Es ist eigentlich ganz normal, dass nach den Ereignissen (Juli/September 1943) in mir die Entscheidung reifte, in den Widerstand zu gehen. Ich habe meine antifaschistischen Genossen ein wenig angelogen als ich ihnen erzählte, dass ich nicht mehr zu Hause bleiben könnte und in die Berge gehen wollte. Mit aller Vehemenz bestand ich darauf, dass sie mich gehen liessen. Es war Anfang März, wir wussten, dass sich eine Partisaneneinheit in den Bergen aufhielt, ich wollte dort hin. Mein Freund Cocchi und ich waren die Verantwortlichen, und Ugo Veronesi, und wir sammelten noch ein paar mehr Genossen auf, so dass wir uns in einer Gruppe von 7 aufmachten. Der Faschismus war für all dies verantwortlich. Es war der Faschismus, der die Allianz mit den Deutschen etabliert hatte und unbedingt den Krieg wollte: den Krieg in Spanien, den Krieg in Äthiopien, die Besetzung Albaniens, den letzten Krieg, es waren die Faschisten. Kurz: Wir verachteten die Faschisten noch mehr als die Deutschen. Auch wenn die Deutschen für Grausamkeiten verantwortlich waren – die Faschisten waren kein Deut besser. Es war an der Zeit, diesen Krieg zu beenden. Ich fing an, dies zu spüren; mein Gewissen zu prüfen. Mir schien, ich sei mitschuldig, in gewisser Weise war ich ja verantwortlich, wenn man sich meine Arbeit anschaute, wenn man sich anschaute, dass ich Waffen produzierte, so dass ich mich ein bisschen schuldig, als Komplize in diesem Ganzen fühlte. Das ist der Grund warum wir mit ein paar Freunden versuchten, in die Berge zu gehen, um gegen die Deutschen und die Faschisten zu kämpfen, mit einer Inbrunst, die man sich gar nicht vorstellen kann.
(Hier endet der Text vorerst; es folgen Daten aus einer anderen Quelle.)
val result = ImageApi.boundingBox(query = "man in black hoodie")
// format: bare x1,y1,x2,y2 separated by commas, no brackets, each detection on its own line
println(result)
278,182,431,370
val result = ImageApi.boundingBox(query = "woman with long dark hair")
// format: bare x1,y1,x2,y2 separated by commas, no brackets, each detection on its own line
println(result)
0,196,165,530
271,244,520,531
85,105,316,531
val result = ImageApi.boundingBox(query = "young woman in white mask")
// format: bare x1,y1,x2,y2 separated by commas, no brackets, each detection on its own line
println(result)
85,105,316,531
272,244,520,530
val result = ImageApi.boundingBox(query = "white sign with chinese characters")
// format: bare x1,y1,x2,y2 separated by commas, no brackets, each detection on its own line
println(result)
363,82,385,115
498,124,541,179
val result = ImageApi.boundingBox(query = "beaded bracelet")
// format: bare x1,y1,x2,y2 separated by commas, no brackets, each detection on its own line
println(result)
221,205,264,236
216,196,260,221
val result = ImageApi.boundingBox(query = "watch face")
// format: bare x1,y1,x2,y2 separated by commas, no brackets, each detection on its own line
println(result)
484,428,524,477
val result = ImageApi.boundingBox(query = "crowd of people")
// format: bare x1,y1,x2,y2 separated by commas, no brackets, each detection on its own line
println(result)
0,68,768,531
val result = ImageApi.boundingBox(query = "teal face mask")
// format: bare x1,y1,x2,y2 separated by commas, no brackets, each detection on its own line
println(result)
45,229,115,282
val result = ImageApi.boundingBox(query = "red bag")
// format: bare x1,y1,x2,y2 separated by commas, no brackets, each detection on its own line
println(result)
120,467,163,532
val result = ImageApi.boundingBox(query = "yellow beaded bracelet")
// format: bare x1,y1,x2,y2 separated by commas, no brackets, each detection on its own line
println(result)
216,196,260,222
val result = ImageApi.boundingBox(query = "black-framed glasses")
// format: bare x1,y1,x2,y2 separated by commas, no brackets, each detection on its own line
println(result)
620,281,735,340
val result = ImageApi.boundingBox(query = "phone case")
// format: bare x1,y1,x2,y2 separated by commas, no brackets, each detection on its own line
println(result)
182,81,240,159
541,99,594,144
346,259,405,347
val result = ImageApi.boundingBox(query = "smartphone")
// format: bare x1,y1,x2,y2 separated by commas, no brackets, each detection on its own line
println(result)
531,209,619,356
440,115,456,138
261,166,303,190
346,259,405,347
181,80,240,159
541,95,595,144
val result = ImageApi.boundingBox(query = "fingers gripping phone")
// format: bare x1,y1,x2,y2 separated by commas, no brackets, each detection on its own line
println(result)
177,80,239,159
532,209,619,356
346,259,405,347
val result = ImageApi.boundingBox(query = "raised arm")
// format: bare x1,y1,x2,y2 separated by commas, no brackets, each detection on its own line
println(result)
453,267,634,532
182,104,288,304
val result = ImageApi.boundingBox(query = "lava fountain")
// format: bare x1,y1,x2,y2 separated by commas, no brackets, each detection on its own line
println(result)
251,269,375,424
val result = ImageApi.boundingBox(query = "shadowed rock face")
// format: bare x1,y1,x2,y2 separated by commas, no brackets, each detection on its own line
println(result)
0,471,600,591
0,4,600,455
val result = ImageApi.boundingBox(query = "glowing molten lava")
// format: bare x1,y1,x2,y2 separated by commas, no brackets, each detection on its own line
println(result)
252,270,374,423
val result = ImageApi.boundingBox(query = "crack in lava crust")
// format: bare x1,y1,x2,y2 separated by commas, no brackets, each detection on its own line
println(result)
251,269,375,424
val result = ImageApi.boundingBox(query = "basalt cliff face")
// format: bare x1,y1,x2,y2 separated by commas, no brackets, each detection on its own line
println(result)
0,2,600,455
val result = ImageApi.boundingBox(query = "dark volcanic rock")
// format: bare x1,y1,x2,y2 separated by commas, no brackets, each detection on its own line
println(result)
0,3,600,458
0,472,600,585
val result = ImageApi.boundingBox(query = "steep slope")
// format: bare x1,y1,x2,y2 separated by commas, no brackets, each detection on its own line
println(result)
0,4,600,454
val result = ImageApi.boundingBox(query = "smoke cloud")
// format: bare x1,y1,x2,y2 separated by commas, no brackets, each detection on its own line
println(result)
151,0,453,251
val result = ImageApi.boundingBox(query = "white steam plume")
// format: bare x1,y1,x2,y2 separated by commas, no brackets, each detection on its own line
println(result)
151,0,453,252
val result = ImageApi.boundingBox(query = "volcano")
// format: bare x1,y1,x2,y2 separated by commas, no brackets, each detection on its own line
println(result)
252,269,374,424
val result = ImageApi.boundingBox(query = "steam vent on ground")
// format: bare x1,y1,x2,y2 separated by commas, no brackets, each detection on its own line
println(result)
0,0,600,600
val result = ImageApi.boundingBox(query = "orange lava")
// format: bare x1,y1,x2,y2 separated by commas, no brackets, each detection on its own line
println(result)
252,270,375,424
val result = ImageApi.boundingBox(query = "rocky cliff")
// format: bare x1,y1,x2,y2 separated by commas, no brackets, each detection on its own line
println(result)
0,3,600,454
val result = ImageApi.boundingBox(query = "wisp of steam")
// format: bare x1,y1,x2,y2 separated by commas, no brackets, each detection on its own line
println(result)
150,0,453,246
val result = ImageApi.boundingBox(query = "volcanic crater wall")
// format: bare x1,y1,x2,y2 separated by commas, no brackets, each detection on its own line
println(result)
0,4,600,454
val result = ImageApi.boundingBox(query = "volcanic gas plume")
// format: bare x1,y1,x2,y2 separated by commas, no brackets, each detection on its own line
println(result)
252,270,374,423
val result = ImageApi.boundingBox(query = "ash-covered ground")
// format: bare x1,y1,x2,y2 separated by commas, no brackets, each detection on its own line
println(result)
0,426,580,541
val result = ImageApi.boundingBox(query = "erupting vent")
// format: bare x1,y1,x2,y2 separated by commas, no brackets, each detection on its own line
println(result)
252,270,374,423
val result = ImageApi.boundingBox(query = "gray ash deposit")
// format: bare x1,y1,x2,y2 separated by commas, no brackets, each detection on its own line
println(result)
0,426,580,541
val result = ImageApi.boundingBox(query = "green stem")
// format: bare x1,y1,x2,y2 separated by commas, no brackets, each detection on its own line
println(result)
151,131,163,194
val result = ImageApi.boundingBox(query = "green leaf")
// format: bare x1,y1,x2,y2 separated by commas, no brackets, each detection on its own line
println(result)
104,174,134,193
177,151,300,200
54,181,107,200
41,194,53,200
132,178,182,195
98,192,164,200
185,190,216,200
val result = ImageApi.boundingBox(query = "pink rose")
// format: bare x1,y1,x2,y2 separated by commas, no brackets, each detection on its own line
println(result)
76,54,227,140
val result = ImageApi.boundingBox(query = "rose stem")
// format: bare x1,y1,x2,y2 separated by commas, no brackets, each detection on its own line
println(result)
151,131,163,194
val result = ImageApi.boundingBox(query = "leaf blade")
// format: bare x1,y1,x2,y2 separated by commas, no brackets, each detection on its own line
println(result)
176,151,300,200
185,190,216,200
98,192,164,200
Die Partisanen trugen normale Kleidung, von allem etwas. Manche hatten Jacken, manche Mäntel, sie sahen abgerissen aus, weil noch keine wirkliche Organisation existierte, sie waren die ersten. Sie hatten schon in der Gegend von Modena und Reggio gekämpft, hatten schon ein paar Kasernen entwaffnet, aber sie hatten nirgendwo Ersatzkleidung oder Vorräte gelagert: alles was sie hatten, trugen sie auf ihren Schultern. Es gab keine Uniformen. Einer hatte vielleicht eine Armeehose, ein anderer eine Uniformjacke... Nur als Beispiel: Ich trug Zivilkleidung, als ich in die Berge ging, genauso wie ich sie jetzt trage. Ich trug diesen schwarzen Mantel, den meine Schwester für mich angefertigt hatte. Später ließ ich ihn in einem Schuppen in Cerrè Sologno, weil es schneite. Das war für nicht gut, ich hätte kilometerweit gesehen werden können. Und so ließ ich ihn dort liegen. Wir hatten Kampfnamen und sonst nichts. Unsere echten Namen wurden aufgeschrieben und nach Carpineti gebracht, wo einer unserer Genossen sie versteckt hielt. Er hatte alle Namen unserer Brigade, und später auch die der 26. Brigade, die Luigi anführte. Er und seine Frau waren angewiesen worden, nicht zu sehr in Erscheinung zu treten, da er ja für diese Datenbank mit all unseren Namen verantwortlich war. Ich zum Beispiel war als Toni bekannt, er aber hatte meinen vollen Namen, meine Adresse. Hätten die Deutschen die Kontrolle hierüber erlangt, wäre das eine Katastrophe gewesen. Sie hatten eine Höhle mit vielen Kammern ausfindig gemacht und dort wurden unsere Namen versteckt. Niemand fand sie. „Welchen Kampfnamen hättest du gern?“ „Mir ist jeder Name recht“. „Ist Toni ok für dich?“ „Klar, Toni ist gut“. Und das war’s. Viele Genossen wählten Kampfnamen wie Lupo (Wolf), Polvere (Pulver), andere nahmen der Namen ihrer Freundin an. Ein Freund von mir hatte eine Freundin, Leda, und so nannte er sich Ledo.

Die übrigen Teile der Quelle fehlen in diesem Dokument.